Padliśmy ofiarą nikczemnej, srogiej zimy.
Nie pomogą już tu anielskie chóry,
Gdy w zamarzniętych ciałach tkwimy.
Spadł na nas szkarłatny płatek śniegu.
Spójrzcie na niego - rozpoczęła się agonia.
Krople krwi spływają z jego brzegu.
Czy to złudzenie, czy to paranoja?
Oglądamy ten świat najprawdziwszy.
Przeszywa nas ból, nie ma drogi ucieczki,
Chociaż wydawało nam się, że śniliśmy.
Nie ma magii, nie zadzwonią dzwoneczki,
Bowiem iskra nadziei już dawno zgasła.
Pochowaliśmy nasze zimne, sztywne serca.
Nie słychać już pokrzepiającego hasła,
Wiara nas opuściła - został ten morderca.

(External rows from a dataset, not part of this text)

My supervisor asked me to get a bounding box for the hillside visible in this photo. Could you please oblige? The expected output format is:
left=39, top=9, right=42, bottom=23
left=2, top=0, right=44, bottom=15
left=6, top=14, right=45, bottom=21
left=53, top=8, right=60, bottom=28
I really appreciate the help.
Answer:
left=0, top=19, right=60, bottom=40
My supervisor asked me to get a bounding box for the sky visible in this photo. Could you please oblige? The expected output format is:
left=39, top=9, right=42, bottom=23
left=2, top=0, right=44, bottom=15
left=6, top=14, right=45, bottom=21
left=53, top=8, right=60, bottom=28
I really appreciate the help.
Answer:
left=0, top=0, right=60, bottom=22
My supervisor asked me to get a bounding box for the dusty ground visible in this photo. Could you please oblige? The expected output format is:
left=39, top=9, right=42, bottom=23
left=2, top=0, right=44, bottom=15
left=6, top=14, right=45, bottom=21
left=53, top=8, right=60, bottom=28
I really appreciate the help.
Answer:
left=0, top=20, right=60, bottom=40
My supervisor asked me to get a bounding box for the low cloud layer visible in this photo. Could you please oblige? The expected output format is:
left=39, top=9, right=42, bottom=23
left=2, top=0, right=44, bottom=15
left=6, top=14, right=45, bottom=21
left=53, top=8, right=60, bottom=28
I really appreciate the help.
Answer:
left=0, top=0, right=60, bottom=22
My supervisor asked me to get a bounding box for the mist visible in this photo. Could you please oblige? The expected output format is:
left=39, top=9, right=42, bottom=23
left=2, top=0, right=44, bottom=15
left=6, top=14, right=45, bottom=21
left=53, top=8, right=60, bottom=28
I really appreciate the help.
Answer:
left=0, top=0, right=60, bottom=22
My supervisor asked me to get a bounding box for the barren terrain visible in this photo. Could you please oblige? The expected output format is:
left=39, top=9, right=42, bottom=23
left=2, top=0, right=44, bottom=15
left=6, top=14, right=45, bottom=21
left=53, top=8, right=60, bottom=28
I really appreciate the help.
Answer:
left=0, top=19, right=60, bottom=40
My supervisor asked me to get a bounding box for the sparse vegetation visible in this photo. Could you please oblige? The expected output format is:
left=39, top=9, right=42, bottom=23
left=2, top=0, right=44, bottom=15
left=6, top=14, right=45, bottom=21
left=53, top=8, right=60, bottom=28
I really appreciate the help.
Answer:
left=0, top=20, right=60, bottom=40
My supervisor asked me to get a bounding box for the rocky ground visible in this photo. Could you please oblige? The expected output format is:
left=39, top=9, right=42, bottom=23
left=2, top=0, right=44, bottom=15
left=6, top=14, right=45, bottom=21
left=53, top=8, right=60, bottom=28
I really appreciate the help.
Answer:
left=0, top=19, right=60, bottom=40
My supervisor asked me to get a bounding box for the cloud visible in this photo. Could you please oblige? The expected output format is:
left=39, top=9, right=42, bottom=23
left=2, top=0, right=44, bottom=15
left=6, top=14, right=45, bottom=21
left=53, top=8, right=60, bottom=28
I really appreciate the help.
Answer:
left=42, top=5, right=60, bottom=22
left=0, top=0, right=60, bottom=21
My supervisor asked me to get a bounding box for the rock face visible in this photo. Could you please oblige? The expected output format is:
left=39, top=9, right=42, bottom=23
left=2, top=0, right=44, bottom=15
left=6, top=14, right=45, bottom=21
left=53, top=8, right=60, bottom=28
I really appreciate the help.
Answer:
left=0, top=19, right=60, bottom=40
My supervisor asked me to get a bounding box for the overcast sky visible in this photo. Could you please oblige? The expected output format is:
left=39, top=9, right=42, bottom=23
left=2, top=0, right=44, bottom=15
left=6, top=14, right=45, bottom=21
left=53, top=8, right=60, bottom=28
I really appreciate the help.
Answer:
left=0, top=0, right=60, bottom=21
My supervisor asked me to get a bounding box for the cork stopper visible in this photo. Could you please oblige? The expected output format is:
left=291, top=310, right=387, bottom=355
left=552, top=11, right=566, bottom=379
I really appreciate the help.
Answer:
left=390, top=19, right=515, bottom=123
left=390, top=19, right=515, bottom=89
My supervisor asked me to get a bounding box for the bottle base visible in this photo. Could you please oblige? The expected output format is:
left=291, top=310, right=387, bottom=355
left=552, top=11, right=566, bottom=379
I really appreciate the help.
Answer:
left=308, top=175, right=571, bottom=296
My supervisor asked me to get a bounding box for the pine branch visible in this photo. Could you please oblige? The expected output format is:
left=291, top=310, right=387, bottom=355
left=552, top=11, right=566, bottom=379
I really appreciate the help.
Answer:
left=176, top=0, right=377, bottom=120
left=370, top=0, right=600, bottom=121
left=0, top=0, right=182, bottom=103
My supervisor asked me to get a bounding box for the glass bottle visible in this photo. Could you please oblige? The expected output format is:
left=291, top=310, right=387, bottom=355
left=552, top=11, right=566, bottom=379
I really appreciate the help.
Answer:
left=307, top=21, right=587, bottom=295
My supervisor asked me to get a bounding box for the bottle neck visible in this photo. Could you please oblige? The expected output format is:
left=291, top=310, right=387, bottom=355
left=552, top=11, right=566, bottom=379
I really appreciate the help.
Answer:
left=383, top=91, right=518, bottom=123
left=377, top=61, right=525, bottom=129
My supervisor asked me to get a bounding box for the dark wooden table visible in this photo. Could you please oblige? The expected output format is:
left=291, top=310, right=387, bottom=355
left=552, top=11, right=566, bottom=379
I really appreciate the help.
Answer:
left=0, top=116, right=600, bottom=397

Ludzie oddychają, lecz wcale nie żyją.
Wydawać się może, że to słabości chwila,
Jednak ich serca już od wieków nie biją.
Chyba spisali się już na straty, tak jak i ja.
Nie odbudują miasta, które sami zniszczyli.
Nie potrafią ogrzać dusz, które zziębły.
Nie cofną koszmaru, który sami ziścili.
Teraz pastwią się już nad nimi sępy.
Sama nie wiem, jak to się wydarzyło.
Nie pamiętam już, kiedy czułam ciepło.
Może od zawsze to za nami kroczyło?
A może lato było jedynie iluzją piękną?
Łudziłam się długo, że to tylko zły sen.
Próbowałam sobie wmówić, że to paranoja,
Ale nie czeka nas ratunek - to wiem.
Zaczęła się już pogrzebowa ceremonia.
Notka: Przedrostek para- oznacza: obok, niby, prawie, wyrażający zaprzeczenie lub osłabienie podobieństwa do tego, co jest określane drugą częścią złożenia, np. zaprzeczenie (paranormalność); obok, blisko (paragraf); podobieństwo (paramedycyna) // słownik. Uznałam, że może warto o tym wspomnieć, bo tytuł wiersza jest tu istotny.